The Proximity Sensor’s instructions describe how to program the swipe keys by holding the Master key next to the sensor for 10 seconds, then holding the key to be programmed next to the sensor for a second or two. These instructions will be different depending on the kind of sensor, but are pretty basic – I’ll leave it to the manufacturer to explain, but suffice it to say that any semi-literate sixth grader could do it.


That’s it.

Here are three photos of the system wired up. There are some shadows and it’s a bit hard to see here and there, especially with regard to the action shots – can’t really convey the way the lock opens and closes in still pictures. I apologize.

The first photo is an overview of the system wired up on my bench.

In the second photo, notice that the indicator on the Proximity Sensor is red. Observe that I’m pushing on the door strike. As you can see – it doesn’t push in. Therefore, the door latch will catch on the strike, which won’t give. The door is locked.

In the third photo, you can see the Proximity Key resting on the Proximity Sensor. The indicator on the Proximity Sensor is green. Again, notice my finger on the door strike – as you can see, it pushes in easily, and the door latch would flow right through. The door is unlocked.

Well, that’s it for today.

Next time, I hope to show you how to mount a heavy-duty magnetic lock and control it with this proximity sensor. The lock I have requires power all the time to remain locked, and you remove the power to unlock – exactly the opposite of what my proximity sensor does. I’ll finagle a solution to that one and post it up soon.

I forgot to mention a key aspect of this system… you can mount the proximity sensor on the *inside* of the wall (provided the wall isn’t too thick for the signal to pass.
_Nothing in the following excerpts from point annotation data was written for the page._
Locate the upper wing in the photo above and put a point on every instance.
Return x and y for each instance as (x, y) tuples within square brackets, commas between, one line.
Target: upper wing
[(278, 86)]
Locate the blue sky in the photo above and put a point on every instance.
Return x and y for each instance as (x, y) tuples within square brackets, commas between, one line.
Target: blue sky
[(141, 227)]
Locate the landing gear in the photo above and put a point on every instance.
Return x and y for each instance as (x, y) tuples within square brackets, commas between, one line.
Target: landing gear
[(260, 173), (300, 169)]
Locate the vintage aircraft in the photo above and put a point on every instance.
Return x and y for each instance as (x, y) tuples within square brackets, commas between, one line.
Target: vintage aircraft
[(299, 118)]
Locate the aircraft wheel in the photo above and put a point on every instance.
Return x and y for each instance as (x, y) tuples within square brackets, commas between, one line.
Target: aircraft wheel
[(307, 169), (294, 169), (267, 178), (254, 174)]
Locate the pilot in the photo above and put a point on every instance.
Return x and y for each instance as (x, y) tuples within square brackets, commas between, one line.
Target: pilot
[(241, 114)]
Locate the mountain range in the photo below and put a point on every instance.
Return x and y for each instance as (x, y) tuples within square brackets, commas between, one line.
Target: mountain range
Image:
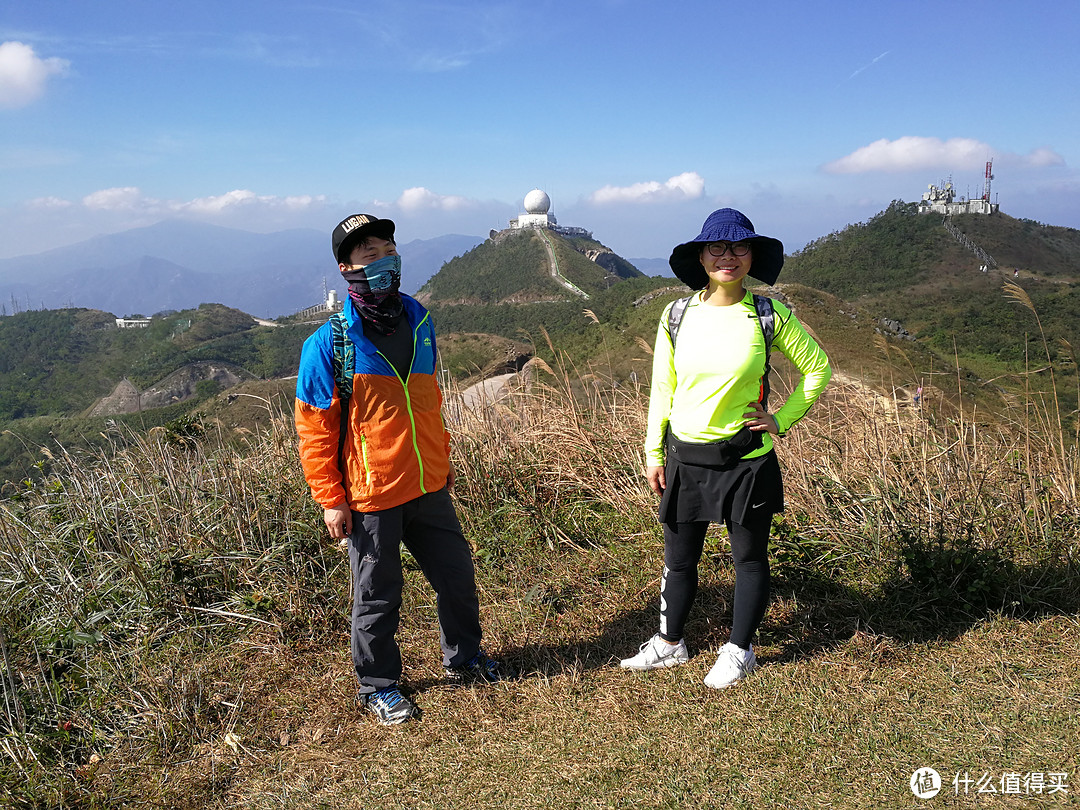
[(178, 265)]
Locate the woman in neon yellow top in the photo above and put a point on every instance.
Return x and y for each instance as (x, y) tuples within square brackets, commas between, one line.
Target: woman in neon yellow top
[(709, 442)]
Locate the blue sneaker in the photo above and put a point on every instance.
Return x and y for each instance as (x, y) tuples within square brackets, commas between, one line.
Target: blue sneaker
[(480, 669), (390, 705)]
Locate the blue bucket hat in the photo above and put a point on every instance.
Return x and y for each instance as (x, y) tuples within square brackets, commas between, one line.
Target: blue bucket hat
[(727, 225)]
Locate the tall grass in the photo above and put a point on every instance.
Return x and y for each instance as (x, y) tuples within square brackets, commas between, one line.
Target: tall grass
[(136, 584)]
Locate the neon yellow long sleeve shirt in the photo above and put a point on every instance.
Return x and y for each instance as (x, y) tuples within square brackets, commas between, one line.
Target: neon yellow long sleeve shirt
[(701, 388)]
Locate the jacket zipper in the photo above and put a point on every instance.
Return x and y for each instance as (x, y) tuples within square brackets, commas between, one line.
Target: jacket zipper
[(408, 400)]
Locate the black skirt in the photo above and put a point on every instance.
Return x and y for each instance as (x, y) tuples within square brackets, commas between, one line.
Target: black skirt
[(718, 494)]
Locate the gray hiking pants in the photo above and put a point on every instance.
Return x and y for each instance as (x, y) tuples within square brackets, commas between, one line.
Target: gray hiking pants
[(429, 527)]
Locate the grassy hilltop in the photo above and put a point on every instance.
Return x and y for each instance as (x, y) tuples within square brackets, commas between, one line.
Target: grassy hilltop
[(174, 620)]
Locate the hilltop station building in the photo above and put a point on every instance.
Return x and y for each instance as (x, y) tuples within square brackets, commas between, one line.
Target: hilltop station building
[(538, 215), (942, 199)]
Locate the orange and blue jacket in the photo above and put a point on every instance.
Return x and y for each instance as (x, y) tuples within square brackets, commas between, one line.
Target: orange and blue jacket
[(396, 446)]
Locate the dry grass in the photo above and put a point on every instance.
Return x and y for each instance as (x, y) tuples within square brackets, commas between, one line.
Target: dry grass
[(175, 631)]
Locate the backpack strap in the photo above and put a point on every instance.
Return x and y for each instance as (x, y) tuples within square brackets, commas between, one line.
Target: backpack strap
[(767, 320), (675, 316), (345, 364)]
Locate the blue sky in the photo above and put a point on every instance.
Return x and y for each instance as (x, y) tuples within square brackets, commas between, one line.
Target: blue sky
[(636, 118)]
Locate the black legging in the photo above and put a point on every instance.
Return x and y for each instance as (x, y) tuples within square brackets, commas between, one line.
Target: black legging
[(750, 550)]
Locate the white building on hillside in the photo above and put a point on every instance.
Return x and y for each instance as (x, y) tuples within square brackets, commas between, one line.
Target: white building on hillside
[(538, 215)]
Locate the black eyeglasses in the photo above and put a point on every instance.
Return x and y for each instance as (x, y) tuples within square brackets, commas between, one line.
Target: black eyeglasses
[(738, 248)]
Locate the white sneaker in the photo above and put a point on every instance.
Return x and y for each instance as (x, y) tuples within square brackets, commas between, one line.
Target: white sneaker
[(732, 665), (656, 655)]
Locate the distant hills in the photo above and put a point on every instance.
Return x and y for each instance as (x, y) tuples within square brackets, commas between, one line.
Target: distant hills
[(178, 265), (899, 300)]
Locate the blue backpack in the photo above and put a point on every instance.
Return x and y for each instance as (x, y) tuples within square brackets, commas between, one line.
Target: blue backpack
[(766, 319)]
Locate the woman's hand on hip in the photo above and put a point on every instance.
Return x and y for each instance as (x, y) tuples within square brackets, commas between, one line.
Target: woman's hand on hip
[(758, 419)]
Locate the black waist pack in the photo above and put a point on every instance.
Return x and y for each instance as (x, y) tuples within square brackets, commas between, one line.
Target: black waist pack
[(721, 453)]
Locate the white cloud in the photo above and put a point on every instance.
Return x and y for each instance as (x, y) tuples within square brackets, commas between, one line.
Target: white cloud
[(686, 186), (420, 199), (913, 152), (24, 75), (46, 203), (1042, 158)]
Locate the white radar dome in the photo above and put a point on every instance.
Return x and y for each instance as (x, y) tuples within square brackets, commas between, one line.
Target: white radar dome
[(537, 202)]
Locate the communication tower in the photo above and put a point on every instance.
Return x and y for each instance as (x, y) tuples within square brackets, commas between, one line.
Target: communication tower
[(989, 176)]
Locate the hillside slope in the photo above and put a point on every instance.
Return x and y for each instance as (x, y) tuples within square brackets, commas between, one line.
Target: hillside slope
[(910, 269), (527, 266)]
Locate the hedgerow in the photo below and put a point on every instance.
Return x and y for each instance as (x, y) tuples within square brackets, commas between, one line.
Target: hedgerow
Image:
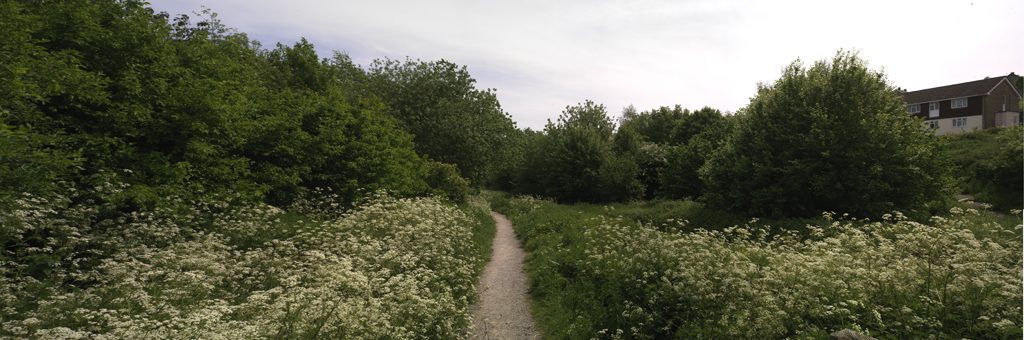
[(388, 268), (602, 277)]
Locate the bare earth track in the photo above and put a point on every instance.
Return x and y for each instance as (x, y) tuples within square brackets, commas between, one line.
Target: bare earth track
[(503, 311)]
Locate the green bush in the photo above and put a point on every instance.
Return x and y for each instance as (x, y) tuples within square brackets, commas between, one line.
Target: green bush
[(576, 160), (595, 273), (835, 136), (445, 181), (186, 105)]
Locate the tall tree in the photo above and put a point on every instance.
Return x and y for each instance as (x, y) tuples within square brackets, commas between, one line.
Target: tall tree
[(451, 120), (830, 137)]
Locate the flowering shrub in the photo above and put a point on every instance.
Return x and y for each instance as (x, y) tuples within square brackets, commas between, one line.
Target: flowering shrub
[(388, 268), (893, 278)]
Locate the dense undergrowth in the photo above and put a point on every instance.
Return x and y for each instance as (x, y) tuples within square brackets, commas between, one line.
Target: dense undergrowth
[(215, 268), (598, 271), (988, 165)]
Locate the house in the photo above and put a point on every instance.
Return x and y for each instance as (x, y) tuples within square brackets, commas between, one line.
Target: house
[(973, 105)]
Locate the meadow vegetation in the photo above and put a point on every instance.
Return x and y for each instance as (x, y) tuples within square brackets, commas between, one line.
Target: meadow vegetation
[(170, 177), (597, 270), (987, 165), (223, 268)]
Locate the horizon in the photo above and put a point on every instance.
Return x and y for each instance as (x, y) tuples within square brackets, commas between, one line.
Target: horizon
[(542, 57)]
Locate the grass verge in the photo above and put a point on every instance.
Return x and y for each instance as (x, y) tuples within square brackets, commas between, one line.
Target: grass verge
[(638, 270)]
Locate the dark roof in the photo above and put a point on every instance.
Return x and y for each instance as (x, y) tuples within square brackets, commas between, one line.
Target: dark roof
[(978, 87)]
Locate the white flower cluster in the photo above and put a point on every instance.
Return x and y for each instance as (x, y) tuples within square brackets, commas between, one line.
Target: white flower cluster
[(389, 268), (894, 278)]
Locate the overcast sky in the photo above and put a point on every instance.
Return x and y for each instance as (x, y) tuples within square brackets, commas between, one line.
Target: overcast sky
[(544, 55)]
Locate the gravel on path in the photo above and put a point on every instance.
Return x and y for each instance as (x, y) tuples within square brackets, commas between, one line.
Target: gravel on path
[(503, 310)]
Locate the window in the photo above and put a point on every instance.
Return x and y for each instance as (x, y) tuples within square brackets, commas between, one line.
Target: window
[(957, 103), (960, 122)]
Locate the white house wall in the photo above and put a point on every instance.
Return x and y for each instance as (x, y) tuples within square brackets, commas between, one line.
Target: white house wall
[(1007, 119), (946, 125)]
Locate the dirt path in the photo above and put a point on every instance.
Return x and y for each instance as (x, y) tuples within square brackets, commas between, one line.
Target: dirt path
[(503, 311)]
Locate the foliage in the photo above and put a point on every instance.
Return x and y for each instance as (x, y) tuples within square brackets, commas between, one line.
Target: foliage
[(830, 137), (219, 268), (670, 144), (597, 274), (988, 165), (186, 107), (446, 182), (576, 160), (450, 119)]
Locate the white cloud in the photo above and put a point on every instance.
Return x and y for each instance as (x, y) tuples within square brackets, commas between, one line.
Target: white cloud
[(543, 55)]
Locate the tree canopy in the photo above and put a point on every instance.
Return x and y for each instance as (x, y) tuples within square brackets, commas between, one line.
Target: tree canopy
[(833, 136)]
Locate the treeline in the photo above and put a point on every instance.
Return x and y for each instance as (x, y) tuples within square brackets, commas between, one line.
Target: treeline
[(830, 136), (99, 91)]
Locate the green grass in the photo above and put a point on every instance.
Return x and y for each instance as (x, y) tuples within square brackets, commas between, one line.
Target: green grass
[(635, 267), (981, 158)]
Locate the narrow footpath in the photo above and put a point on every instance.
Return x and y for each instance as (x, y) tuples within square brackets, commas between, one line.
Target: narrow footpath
[(503, 310)]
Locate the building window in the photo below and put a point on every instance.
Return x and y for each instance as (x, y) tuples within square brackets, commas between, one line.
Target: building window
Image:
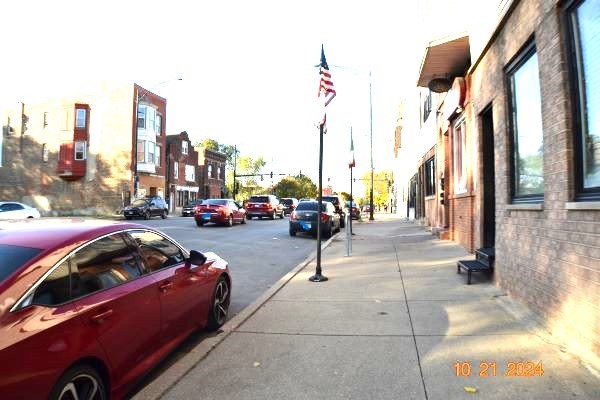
[(80, 118), (158, 126), (79, 150), (427, 106), (140, 150), (526, 126), (190, 173), (430, 177), (45, 152), (459, 152), (141, 117), (150, 147), (583, 20)]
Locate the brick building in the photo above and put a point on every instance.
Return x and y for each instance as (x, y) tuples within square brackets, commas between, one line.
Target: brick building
[(533, 159), (212, 173), (183, 171), (72, 153)]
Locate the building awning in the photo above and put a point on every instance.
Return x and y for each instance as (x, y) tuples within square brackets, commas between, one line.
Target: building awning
[(445, 58)]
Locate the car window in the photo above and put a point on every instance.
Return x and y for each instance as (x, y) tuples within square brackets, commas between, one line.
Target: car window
[(14, 257), (54, 289), (259, 199), (103, 264), (157, 252)]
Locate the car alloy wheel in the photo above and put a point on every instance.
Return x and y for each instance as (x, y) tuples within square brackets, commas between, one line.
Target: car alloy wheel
[(220, 305), (81, 382)]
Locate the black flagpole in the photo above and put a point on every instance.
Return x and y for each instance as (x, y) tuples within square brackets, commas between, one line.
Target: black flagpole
[(318, 277)]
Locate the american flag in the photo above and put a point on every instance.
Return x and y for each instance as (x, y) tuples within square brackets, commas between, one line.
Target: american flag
[(326, 84)]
This way anybody on the outside can’t even see it. A little gorilla glue squirted inside the lock, or better yet the electric deadbolt I mentioned on the *inside* of the door, and somebody on the outside won’t have any access to your lock at all. Only you know the secret spot to wave your magic key to unlock the door.

Also very useful for controlling locks on hidden cabinets. In this application, you could have a totally sealed box with no external locking hardware at all. Wave your key and the hidden spring-loaded door pops open. Totally James Bond!